Legislative Process & Legislative Research
Introductions to the Legislative Process and Research in the Blume Library:
There are some general guides to legislative research in the Blume and Law Libraries, as well as a great many specialized guides for particular areas of the law (most of these are in the Law Library). The holdings of both libraries are searchable in the Online Catalog. Choose "Subject Keyword" and search on "legislation" and "research."
Legislative Histories in Congressional Universe. This database is available for on-campus use AT THE LAW LIBRARY ONLY. The Blume Library has the printed CIS Index from which Congressional Universe grew, from 1970 to 1992. All the Legislative Histories for these years are available in these printed volumes, for use in the Library.
| Legislative Process
Grace York, documents librarian at the University of Michigan, has developed a comprehensive guide to resources that covers the big-picture of law-making, from descriptions and analysis of important issues, through the actual legislative process, and on to the monitoring of results. She calls it a Public Policy Matrix, and it has been adapted here for use by the St. Mary's community.

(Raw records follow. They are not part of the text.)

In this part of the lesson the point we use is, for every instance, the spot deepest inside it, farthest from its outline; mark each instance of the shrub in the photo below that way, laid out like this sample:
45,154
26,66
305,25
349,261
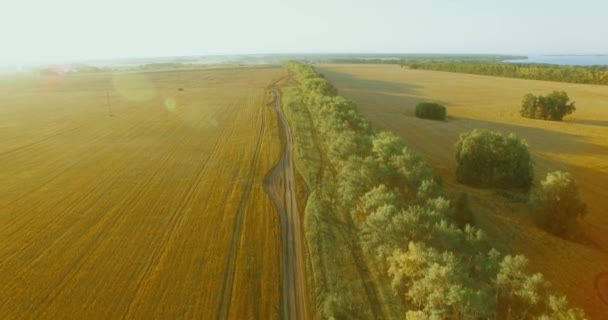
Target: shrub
461,211
550,107
557,204
488,159
430,110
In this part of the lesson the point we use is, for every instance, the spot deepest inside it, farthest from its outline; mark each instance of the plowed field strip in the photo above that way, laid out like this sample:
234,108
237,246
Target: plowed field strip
228,279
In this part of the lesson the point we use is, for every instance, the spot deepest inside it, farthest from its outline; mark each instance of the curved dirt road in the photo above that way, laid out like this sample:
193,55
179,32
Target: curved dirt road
280,185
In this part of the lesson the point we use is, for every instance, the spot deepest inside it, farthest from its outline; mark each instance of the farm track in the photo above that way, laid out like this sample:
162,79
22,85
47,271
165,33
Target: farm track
387,96
230,264
141,215
280,185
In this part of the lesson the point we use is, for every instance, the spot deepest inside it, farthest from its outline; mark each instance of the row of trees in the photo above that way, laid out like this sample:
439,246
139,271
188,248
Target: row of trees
574,74
485,158
439,266
553,106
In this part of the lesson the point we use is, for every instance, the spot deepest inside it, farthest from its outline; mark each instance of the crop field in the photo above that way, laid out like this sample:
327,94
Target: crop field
138,196
387,95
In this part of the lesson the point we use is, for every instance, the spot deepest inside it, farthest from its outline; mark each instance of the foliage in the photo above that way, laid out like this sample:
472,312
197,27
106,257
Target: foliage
574,74
430,110
553,106
557,204
488,159
439,266
462,213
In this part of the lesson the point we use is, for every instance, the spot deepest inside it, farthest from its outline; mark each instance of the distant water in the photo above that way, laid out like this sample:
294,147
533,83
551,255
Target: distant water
581,60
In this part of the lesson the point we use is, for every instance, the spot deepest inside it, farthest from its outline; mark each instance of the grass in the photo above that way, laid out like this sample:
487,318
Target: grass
339,287
131,215
387,95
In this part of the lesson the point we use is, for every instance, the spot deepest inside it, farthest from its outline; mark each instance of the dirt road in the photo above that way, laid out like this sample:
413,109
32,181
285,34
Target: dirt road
280,185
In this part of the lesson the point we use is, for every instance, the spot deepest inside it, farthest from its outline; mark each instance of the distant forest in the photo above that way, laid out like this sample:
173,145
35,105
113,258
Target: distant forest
573,74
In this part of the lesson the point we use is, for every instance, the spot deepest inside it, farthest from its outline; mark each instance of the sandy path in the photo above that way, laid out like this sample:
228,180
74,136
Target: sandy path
280,185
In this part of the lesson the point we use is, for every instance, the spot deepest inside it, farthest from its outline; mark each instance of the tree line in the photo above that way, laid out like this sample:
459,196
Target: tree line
439,266
573,74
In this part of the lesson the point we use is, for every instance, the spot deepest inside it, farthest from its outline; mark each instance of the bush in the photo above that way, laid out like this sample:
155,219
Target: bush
551,107
557,204
461,211
488,159
430,110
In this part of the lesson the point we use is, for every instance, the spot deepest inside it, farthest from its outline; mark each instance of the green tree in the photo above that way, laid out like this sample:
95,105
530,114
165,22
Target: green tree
486,158
430,110
554,106
557,204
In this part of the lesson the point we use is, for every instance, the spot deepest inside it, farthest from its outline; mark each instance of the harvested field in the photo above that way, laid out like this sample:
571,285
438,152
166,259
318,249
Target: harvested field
138,196
387,95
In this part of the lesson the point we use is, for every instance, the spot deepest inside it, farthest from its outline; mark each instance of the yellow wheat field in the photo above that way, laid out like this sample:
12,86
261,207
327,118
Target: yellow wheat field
123,196
387,95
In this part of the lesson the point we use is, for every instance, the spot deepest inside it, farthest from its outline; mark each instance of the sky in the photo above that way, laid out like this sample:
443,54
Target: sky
67,30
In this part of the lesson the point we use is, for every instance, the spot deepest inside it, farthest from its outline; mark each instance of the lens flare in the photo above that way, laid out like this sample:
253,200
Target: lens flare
134,86
170,104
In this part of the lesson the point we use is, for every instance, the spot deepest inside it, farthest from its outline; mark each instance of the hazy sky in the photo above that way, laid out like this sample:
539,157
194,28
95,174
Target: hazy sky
62,30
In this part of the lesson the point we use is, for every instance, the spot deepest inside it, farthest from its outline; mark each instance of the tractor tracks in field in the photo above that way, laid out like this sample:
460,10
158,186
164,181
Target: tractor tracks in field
280,185
235,240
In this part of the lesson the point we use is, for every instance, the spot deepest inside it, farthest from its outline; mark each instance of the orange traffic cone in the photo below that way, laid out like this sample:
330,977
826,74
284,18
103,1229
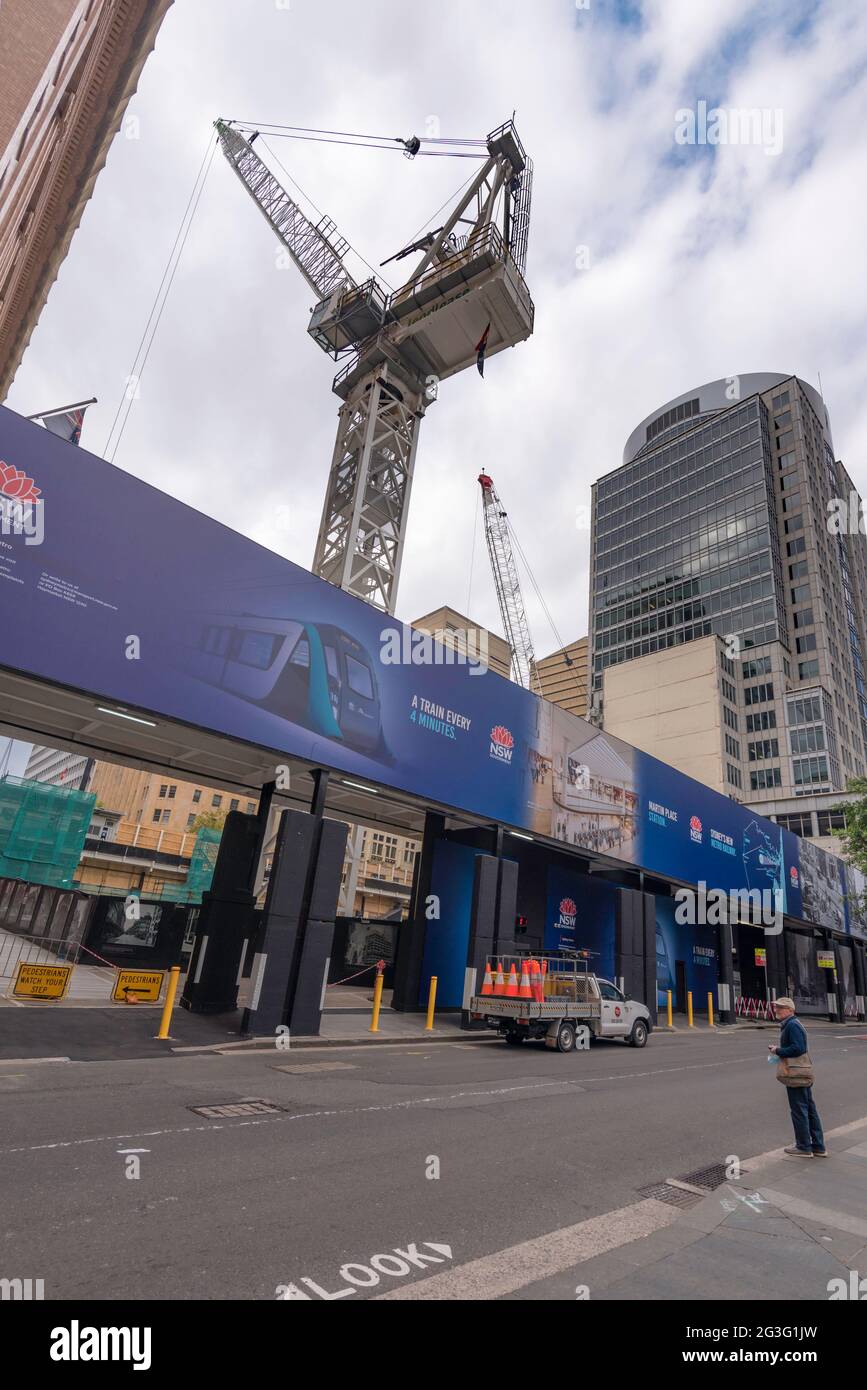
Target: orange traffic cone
535,980
525,991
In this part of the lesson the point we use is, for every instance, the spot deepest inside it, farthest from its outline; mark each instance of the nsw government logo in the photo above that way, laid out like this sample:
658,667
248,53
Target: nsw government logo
568,912
502,744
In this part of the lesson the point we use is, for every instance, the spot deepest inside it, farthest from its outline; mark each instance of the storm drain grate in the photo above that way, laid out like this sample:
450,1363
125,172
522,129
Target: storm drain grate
235,1108
710,1176
673,1196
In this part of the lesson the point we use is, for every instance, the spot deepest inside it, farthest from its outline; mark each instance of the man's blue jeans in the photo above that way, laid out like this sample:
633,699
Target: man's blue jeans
805,1118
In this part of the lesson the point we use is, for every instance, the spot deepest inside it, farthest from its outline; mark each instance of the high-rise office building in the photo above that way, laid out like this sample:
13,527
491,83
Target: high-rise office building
731,517
70,68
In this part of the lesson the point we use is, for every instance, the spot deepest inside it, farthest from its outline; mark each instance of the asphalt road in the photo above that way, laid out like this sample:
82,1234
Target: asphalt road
524,1141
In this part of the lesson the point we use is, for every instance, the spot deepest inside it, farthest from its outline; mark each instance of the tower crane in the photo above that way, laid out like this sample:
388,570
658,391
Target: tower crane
464,300
509,587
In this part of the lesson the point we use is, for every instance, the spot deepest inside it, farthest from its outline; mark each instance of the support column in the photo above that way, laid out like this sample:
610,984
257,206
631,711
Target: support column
411,933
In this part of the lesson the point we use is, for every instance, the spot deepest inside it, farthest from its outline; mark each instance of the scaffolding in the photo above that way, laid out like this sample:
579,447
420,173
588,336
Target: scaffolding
42,830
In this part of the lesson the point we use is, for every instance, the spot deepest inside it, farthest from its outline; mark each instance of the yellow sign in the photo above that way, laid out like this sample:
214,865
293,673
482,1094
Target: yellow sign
143,986
42,982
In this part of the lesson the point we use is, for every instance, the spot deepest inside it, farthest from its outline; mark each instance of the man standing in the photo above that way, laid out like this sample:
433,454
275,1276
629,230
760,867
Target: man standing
809,1139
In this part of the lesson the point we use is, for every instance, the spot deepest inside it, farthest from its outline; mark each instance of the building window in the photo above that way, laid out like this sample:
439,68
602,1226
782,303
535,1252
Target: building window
766,779
810,770
757,694
764,748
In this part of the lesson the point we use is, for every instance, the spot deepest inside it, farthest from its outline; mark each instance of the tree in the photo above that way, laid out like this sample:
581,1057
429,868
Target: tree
209,820
853,837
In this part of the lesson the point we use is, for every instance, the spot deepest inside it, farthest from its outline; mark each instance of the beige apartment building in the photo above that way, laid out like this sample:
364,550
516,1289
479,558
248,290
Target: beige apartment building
70,68
467,638
564,677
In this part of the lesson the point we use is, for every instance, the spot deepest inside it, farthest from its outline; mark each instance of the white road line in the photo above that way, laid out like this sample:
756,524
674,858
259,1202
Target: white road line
580,1083
364,1109
528,1262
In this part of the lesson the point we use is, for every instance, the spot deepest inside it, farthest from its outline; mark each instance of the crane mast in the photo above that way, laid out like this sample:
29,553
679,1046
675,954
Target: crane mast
509,587
464,300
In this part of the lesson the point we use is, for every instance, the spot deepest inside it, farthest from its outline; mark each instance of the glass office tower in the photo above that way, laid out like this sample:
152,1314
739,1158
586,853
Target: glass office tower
731,516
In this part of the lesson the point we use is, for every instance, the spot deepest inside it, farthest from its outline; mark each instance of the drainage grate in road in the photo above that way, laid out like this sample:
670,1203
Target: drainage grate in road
710,1176
673,1196
235,1108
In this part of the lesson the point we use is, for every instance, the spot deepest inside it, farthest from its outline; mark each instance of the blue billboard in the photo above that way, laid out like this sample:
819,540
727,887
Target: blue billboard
239,641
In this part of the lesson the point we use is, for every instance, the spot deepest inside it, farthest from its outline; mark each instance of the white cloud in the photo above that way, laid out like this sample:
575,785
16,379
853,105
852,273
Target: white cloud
702,263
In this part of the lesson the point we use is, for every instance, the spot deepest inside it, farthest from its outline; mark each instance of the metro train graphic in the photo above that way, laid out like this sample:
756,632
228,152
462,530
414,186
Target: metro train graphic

Here are some other guides and sources of legislative information:
(Remember that references to onsite resources apply to the libraries where these guides were created; we may not have the same material in our Library)
A good source of background information on the issues behind the legislation is the Almanac of Policy Issues. And for background and information on the political forces influencing legislation, check out Polticial Information.com.
The CQ Press Political Reference Suite (available on-campus and off-campus to St. Mary's students/faculty only) has a lot of information about the legislative process and politics in general, in text and data form. There is a good deal of directory-type information as well.
The Senate provides this handy index to active legislation, showing at which stage in the process each measure currenly resides, what future action is predicted, and legislation's effects on programs and appropriations.
NOTE: For historical legal research, the Library of Congress' "A Century of Lawmaking for a New Nation" is invaluable, providing access to laws, debates, journals and more for the years 1774-1873.